Opposite him, the University Press was as dead as before. Somewhere a clock struck, and he looked at his watch: half past two. He was hungry, and the thick wad of manuscript clutched beneath his arm seemed heavier than before. No point in waiting any longer. He had promised himself a large and expensive lunch in Soho, but now it was too late. And in any case he knew, watching the grim passing crowds, that he flinched from the idea of walking alone into a staring restaurant, before the remote unwelcome of faces that accused him of belonging elsewhere.
He bought an Evening News from the woman on the corner, walked down to Theobalds Road and found a coffee bar.
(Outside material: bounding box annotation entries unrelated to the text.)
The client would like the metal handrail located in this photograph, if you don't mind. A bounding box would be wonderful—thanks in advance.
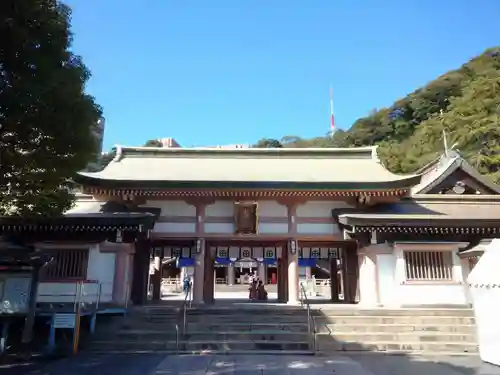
[175,324,180,353]
[299,283,316,353]
[182,283,193,335]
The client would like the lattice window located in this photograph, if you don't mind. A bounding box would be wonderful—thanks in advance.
[41,249,89,280]
[404,251,453,281]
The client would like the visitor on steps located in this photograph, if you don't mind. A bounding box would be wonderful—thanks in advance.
[257,280,267,301]
[182,275,191,295]
[248,280,257,301]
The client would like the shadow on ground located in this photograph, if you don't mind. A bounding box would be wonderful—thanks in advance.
[0,300,500,375]
[0,353,500,375]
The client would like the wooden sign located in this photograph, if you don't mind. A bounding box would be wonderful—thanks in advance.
[235,202,257,234]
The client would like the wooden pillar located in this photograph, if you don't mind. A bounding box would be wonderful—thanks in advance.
[203,246,215,305]
[19,264,41,359]
[329,259,339,303]
[130,235,150,305]
[344,245,359,303]
[151,252,163,301]
[277,246,288,303]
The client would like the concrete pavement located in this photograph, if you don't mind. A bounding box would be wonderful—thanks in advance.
[0,354,500,375]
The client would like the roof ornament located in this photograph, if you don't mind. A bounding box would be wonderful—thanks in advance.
[111,145,123,163]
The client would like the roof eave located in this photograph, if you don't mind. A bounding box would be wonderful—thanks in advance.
[339,214,500,229]
[75,174,421,191]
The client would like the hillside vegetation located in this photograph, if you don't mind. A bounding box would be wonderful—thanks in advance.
[254,47,500,181]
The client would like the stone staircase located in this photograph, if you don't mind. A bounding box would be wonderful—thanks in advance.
[315,306,478,355]
[90,303,478,355]
[89,304,314,355]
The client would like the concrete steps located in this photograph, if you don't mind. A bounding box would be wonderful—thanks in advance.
[91,304,478,355]
[314,308,478,355]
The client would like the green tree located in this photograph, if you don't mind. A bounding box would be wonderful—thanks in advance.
[0,0,101,216]
[272,47,500,182]
[144,139,163,147]
[252,138,283,148]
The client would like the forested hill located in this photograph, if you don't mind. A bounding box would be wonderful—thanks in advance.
[254,47,500,181]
He remembered the place; he had come there often for lunch when he was young, working on research in the University Library before going abroad. It had been run by Italians then. He used to sit listening to the Milanese babble over the shrieking espresso machine, imagining himself part of their isolation: aboard a foreign ship on a coastless English sea.
But there were no Italians now. The name of the place had changed from Capri to the Instant Grill, and both waitresses and menu were very English. Queston ate bacon and eggs with a sense of defeat. All the time at the cottage he ate bacon and eggs.
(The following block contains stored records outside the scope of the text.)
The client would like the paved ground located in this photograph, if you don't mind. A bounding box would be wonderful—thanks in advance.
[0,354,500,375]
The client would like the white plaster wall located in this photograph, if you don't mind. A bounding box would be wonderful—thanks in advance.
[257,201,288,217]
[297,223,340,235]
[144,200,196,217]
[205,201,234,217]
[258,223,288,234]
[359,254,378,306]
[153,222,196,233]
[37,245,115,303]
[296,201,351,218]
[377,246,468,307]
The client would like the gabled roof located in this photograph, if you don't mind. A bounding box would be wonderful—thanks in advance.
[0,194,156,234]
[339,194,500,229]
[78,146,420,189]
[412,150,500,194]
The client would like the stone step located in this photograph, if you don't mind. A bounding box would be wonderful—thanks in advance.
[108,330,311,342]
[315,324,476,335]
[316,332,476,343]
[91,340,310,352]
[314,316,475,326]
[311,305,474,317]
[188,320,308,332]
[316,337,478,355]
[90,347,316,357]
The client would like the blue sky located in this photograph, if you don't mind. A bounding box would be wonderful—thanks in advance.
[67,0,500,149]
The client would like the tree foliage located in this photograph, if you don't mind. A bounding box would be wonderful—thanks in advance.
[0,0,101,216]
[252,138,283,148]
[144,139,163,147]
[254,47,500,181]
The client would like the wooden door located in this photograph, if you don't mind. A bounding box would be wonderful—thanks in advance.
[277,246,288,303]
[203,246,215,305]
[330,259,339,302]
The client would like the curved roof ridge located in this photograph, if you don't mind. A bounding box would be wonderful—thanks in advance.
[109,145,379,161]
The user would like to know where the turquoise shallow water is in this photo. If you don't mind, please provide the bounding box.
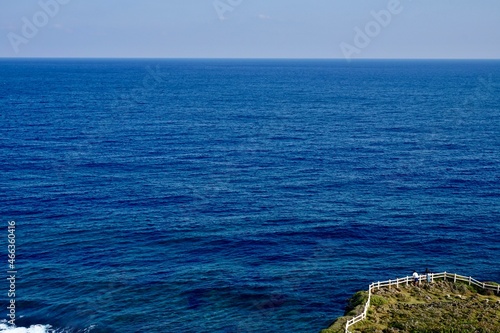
[0,60,500,332]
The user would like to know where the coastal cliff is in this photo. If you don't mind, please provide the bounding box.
[321,281,500,333]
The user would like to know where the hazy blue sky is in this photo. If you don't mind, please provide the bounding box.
[0,0,500,59]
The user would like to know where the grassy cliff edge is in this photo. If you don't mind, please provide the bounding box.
[321,281,500,333]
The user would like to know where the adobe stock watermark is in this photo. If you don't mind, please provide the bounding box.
[339,0,411,60]
[213,0,243,21]
[7,0,71,54]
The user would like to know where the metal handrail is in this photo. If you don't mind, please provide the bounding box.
[345,272,500,333]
He flicked through the paper as he ate. The front page was full of London Regional Council election results, and most of the rest devoted to small local news; it was a more in-grown production than he ever remembered before. Then his eye was caught by an editorial headed ‘Homesight’: an odd combination of reporting and comment which he read with mounting alarm.
The story described, laconically, a murder trial in North Wales. In a remote slate-quarrying community, after a drunken brawl, a villager had killed a man who was passing through the place on his way to Ireland. The man had stopped only for a meal; neither had seen the other before. At the assize court, the villager gave one terse excuse for the murder he had done: the dead man had been pobol dwad, a stranger, and not plant y lle, a man of the place. And the verdict had been Not Guilty.
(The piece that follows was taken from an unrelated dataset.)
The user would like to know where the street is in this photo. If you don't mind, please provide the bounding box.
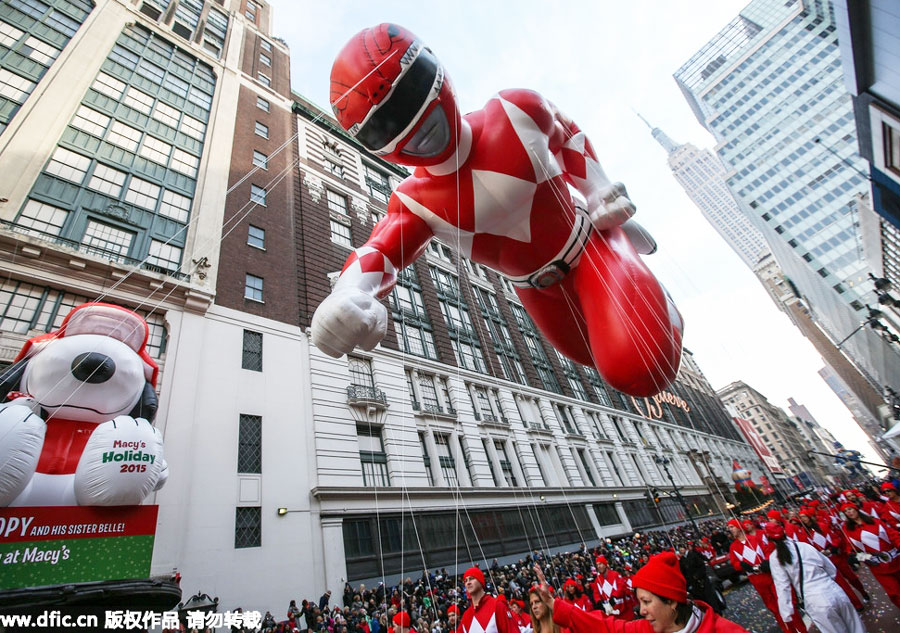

Queston looked again at the editorial comment that followed. ‘The verdict, we are sure, would have been the same had this been a London affair. There can be no evil in the oldest right and instinct of man; his guardianship of his home. Where a man’s roots are, there is his heart, and there his first duty. As the Ministry of Planning spokesman said in evidence: “Guard thine own” is no light cry.’
The Ministry of Planning? He stared at the words, his mind suddenly full of a loud discordant noise. What was happening in this country? There must be more to the story than they had here, clearly: the stranger must have attacked the villager’s home, or family; done something, at any rate, to balance the business out. But what connexion had Mandrake’s men with a criminal trial? And how could this crazy, obsessive comment get into a reputable newspaper?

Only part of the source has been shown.